Ask us about coronavirus variants, the best masks, how to avoid the country’s hot spots to steer clear of catching Covid-19, and we’re experts. Being in the old age category and highly susceptible to getting sick or worse a long-hauler problem, we’ve stayed on our toes and in the know.  
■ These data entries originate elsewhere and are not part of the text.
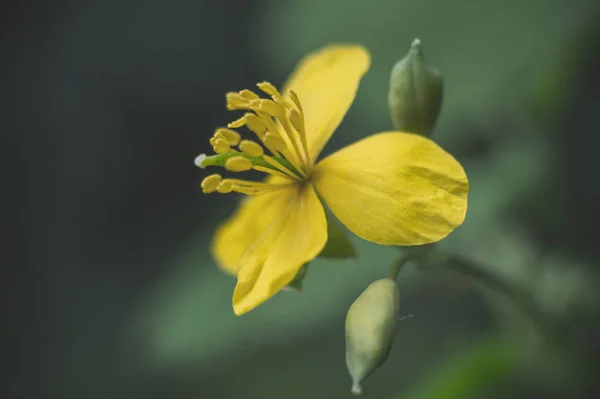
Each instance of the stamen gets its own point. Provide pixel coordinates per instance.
(251, 148)
(237, 123)
(269, 89)
(254, 123)
(225, 187)
(238, 164)
(278, 123)
(301, 127)
(210, 183)
(231, 136)
(274, 141)
(236, 101)
(271, 161)
(295, 119)
(267, 106)
(249, 95)
(199, 160)
(270, 171)
(221, 146)
(256, 188)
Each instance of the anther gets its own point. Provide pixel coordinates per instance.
(238, 122)
(210, 183)
(251, 148)
(236, 101)
(199, 159)
(294, 97)
(221, 146)
(225, 187)
(231, 136)
(238, 164)
(254, 123)
(269, 89)
(249, 95)
(275, 142)
(266, 106)
(295, 119)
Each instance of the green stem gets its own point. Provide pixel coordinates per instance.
(549, 326)
(398, 265)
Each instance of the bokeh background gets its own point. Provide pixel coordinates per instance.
(109, 289)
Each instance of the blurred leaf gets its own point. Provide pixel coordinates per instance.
(485, 364)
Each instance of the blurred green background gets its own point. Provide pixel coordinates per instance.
(109, 288)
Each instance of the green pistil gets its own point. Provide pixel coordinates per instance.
(220, 159)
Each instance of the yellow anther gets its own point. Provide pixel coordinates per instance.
(294, 97)
(275, 142)
(237, 123)
(221, 146)
(210, 183)
(249, 95)
(226, 186)
(269, 89)
(295, 120)
(236, 101)
(238, 164)
(254, 123)
(251, 148)
(266, 106)
(231, 136)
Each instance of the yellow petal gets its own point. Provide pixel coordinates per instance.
(394, 189)
(252, 217)
(326, 82)
(297, 236)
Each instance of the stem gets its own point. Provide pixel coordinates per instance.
(397, 266)
(520, 298)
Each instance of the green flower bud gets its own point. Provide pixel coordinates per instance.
(415, 95)
(370, 327)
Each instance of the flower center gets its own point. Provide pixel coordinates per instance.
(278, 123)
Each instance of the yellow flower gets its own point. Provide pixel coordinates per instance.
(391, 188)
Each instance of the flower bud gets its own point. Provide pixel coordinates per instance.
(415, 95)
(370, 327)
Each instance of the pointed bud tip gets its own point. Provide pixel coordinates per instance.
(356, 389)
(199, 159)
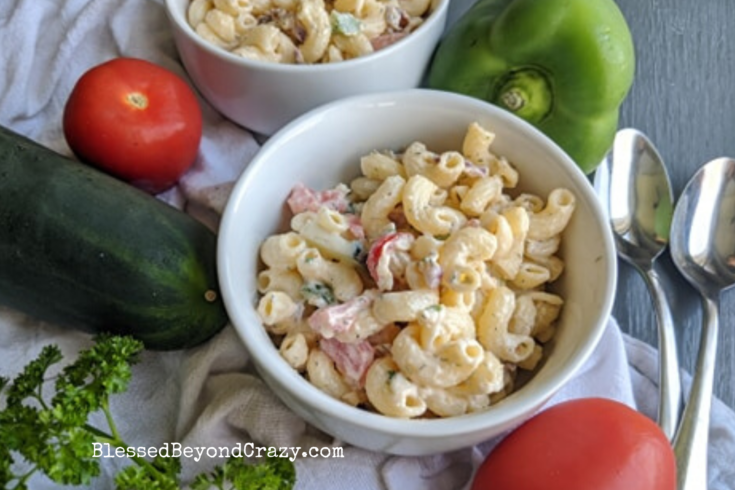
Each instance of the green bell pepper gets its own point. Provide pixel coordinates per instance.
(565, 66)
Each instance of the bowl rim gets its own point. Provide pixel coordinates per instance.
(519, 404)
(437, 16)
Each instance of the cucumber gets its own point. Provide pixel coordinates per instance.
(79, 248)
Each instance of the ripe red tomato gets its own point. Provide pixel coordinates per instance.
(136, 121)
(589, 443)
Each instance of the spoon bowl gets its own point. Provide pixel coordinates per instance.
(634, 185)
(704, 245)
(703, 249)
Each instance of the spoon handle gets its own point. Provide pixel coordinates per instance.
(690, 443)
(669, 404)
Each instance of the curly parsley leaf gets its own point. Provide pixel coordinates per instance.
(56, 439)
(271, 474)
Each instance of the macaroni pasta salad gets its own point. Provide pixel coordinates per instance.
(305, 31)
(419, 289)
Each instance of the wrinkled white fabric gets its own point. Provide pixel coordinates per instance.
(210, 396)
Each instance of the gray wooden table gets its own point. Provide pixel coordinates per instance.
(683, 98)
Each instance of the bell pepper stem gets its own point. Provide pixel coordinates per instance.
(525, 92)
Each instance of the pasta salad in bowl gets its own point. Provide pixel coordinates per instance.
(261, 63)
(420, 284)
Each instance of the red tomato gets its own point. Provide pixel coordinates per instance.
(584, 444)
(136, 121)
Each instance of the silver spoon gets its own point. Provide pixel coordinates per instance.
(634, 186)
(703, 249)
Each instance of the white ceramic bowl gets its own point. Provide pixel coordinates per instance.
(321, 149)
(264, 96)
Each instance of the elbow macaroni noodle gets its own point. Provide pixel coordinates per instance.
(423, 290)
(305, 31)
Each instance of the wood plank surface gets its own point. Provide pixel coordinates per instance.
(683, 99)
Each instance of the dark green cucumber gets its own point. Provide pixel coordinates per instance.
(82, 249)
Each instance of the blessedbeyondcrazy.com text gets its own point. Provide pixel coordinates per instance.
(239, 450)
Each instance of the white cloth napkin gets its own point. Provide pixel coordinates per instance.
(209, 396)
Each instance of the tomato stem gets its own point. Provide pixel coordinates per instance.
(137, 100)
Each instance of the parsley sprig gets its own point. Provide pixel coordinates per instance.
(53, 436)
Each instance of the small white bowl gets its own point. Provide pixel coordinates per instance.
(263, 96)
(321, 149)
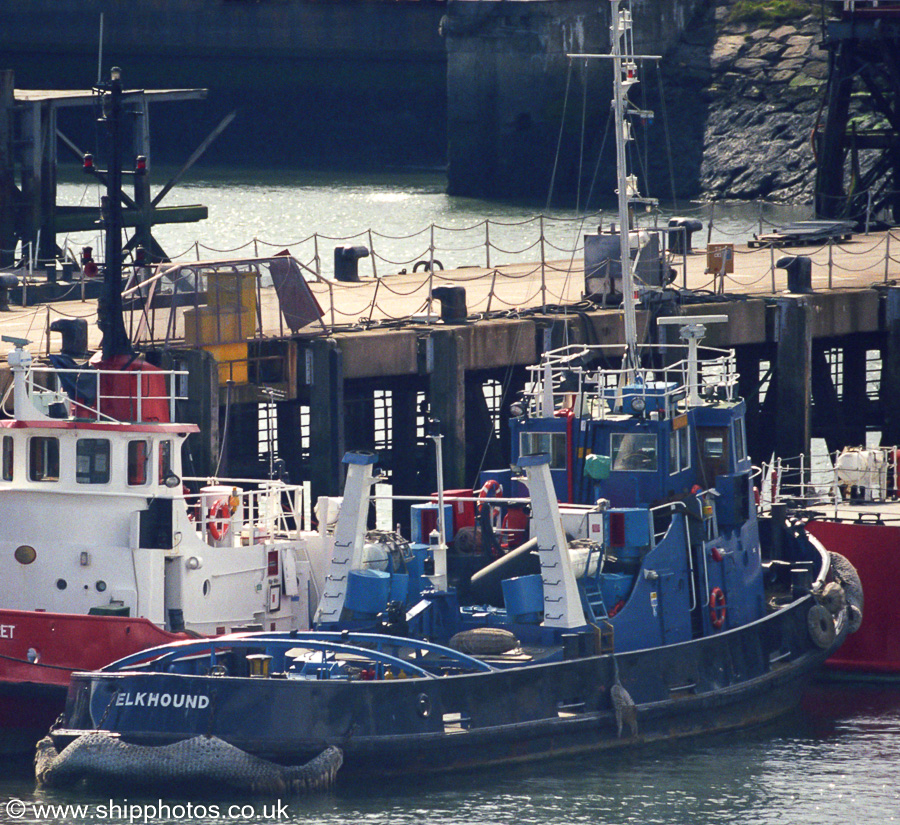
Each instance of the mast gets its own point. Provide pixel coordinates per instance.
(624, 77)
(115, 339)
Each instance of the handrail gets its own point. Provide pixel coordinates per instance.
(324, 641)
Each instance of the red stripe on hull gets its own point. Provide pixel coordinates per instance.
(874, 550)
(32, 695)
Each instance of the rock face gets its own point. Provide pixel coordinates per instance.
(742, 100)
To be cool and stay abreast of what’s trendy, we decided to do some research to get back up to speed. Here’s what we’ve learned, with help from our kids, a niece and the Internet. Now at least we can pretend to “get it” when we rejoin society and cocktail conversations. We can banter about some of these names and trends. The only problem is, like technology, by the time you read these, and we use the terms or drop the names in daily parlance, they’ll probably be obsolete.   

Hollywood stars

Benedict Cumberbatch

Lana Condor

Letitia Wright

Simone Ashley

Ronny Chieng

 

Magazines

Kinfolk

Wired

Bone-shaker

Cherry Bombe

Milk Street

Inventory

Wilder Quarterly

 

TV series

Succession

The Witcher

Squid Game

Virgin River

Manifest

Catastrophe

 

Food trends

Plant-based burgers

Pantry meals

Flexitarian eating

Low-waste foods

Carb alternatives

Piri Piri sauce

 

Cocktails

French 75

Mudslide

Aviation

Painkiller

 

Hot female athletes

Jacqueline Carvalho

Muni He

Emmi Peltonen

Monica Puig

Eugenie Bouchard

 

Clothing trends

Hoodies under blazers

Color clashing

Cropped cardigans

Boiler suits

Statement sleeves

Sustainable fashion

 

Authors of best debut novels

Claire-Louise Bennett, Checkout 19  

Natasha Brown, Assembly

Keith Ridgway, A Shock 

Leone Ross, This One Sky Day

Isabel Waidner, Sterling Karat

Rebecca Watson, little scratch

Laura Rooney, Normal People

 

Artists or art collectives

Jakob Kudsk Steensen

Keiken

Rosa Menkman

Reza Hasni

Michael Benisty

 

Architecture and design styles

Passive homes

Maximalism, Japandi and Cottagecore styles

Open plans that aren’t totally open

Decreased carbon footprints

Demographic driven design

Any version of the color green that suggests nature

 

Music  

Nilufer Yana

Soul Glo

Earl Sweatshirt

Mitski

Jlin

Jake Xerses Fussell

 

Politicians

There aren’t any since Patrick Leahy retired, that was easy

 

Psychological addictions

Hypersexual disorder

Cannabis withdrawal

Hoarding disorder

Narcissism, which everybody knows about unless you’ve lived under a rock

 

Overused terms during COVID-19

Pivot

Flattening the curve

Immunocompromised

Presumptive positive case

Zoonotic

Zoomed

 

If you’re hip, share your list.


4 comments

  • Marilyn

    I realized a number of years ago that I was not hip. New music, new styles of clothing,, new words new methods had all passed me.
    By. The best part of that was I didn’t care. I am not cool, but I do care deeply about people. , feelings and giving back . hip hip hooray!

  • Lynn Lyss

    Flexitarian eating???😫
    I’m totally clueless!!

  • Audrey

    Lots of fun although I only know two to three terms or people on the list. Best part of getting to this age is that I don’t have to and don’t care about being “in the know” or hip. Old ways of doing things and thinking still work and the Beatles are still great!

  • Mary Lou

    Great blog! You are definitely hip…I on the other hand didn’t know half the names you referenced!….but fun to read.